Signed by almost 200 countries, the Global Biodiversity Framework (GBF) will boost investment in activities that protect the biosphere and will also require companies to routinely assess and disclose their nature-related risks.
The accord is underpinned by ambitious goals. It aims to halt biodiversity loss by 2030 and achieve recovery and restoration by 2050.
For these reasons, it merits comparison with the Paris Agreement. While implementing the 2015 accord in full continues to be an uphill struggle, the pact has succeeded in aligning financial flows and investment portfolios with climate objectives, unleashing hundreds of billions of dollars of new investment in the process. We see the GBF having much the same financial effect.

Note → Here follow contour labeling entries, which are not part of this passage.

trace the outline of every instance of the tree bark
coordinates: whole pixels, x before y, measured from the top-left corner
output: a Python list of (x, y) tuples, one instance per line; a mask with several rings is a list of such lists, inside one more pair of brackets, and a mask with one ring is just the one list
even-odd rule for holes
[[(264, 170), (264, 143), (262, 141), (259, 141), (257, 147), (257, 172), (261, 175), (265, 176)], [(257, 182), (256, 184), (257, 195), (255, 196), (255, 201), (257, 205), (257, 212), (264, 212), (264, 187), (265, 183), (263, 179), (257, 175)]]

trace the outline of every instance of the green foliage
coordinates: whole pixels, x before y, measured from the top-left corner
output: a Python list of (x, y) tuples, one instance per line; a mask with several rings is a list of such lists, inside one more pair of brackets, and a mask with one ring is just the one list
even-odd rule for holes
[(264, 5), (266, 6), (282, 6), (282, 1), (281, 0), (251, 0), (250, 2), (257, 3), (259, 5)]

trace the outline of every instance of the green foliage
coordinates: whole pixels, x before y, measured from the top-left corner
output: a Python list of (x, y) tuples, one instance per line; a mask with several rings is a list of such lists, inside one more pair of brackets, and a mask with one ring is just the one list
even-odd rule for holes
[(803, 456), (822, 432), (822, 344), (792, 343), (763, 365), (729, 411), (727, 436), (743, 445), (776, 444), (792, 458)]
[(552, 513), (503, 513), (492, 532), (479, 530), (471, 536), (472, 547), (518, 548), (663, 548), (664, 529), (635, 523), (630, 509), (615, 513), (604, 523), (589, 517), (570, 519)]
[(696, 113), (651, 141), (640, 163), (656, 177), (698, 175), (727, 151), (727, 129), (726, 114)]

There is more to protecting the planet than net zero. Halting climate change and restoring the biosphere are problems that must be tackled together.
Key features of the biodiversity pact include commitments to increase land and water preservation, reduce pollution, and incorporate biodiversity considerations across a wide range of national policy areas. It also contains pledges to reduce harmful subsidies and mobilize funds toward national biodiversity plans by the end of this decade.

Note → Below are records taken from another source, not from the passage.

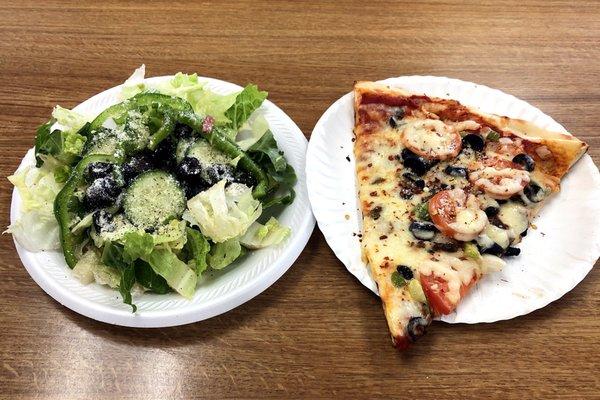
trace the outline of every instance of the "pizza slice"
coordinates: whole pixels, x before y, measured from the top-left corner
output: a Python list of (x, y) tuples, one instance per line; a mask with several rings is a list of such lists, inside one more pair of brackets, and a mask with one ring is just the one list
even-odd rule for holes
[(363, 256), (404, 349), (519, 254), (533, 216), (587, 145), (373, 82), (356, 83), (354, 96)]

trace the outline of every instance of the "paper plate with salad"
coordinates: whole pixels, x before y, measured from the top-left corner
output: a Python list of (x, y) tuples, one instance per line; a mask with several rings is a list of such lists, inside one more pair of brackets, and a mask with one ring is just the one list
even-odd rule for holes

In other words, it alerts policymakers, businesses, and investors to the fact that there is more to protecting the planet than net zero. Reducing greenhouse gas emissions and restoring the biosphere are problems that must be tackled together.
The GBF isn’t without flaws—it doesn’t set country-specific targets, for example, nor is it legally binding. That said, we think the tone is sufficiently strong that companies and investors will no longer be able to ignore this key environmental dimension.
Target 15 of the accord is perhaps the most relevant to businesses and investors. It requires large companies and financial institutions to monitor and disclose their impact on biodiversity, as well as the risks they face from biodiversity loss.1
Notably, this requirement will apply across the entirety of the business’s value chain. For financial institutions, the provisions will extend to portfolio investments.
Target 14 is also important. This calls for public and private financial flows to be aligned with the goals and targets of the GBF, which should help scale up action from the financials sector.
Such goals are a major step in the development of global environmental policy because they’re measurable and subject to regular monitoring, reporting, and review.
Biodiversity disclosure: the new norm
Corporate disclosure of biodiversity risks could soon become the business norm.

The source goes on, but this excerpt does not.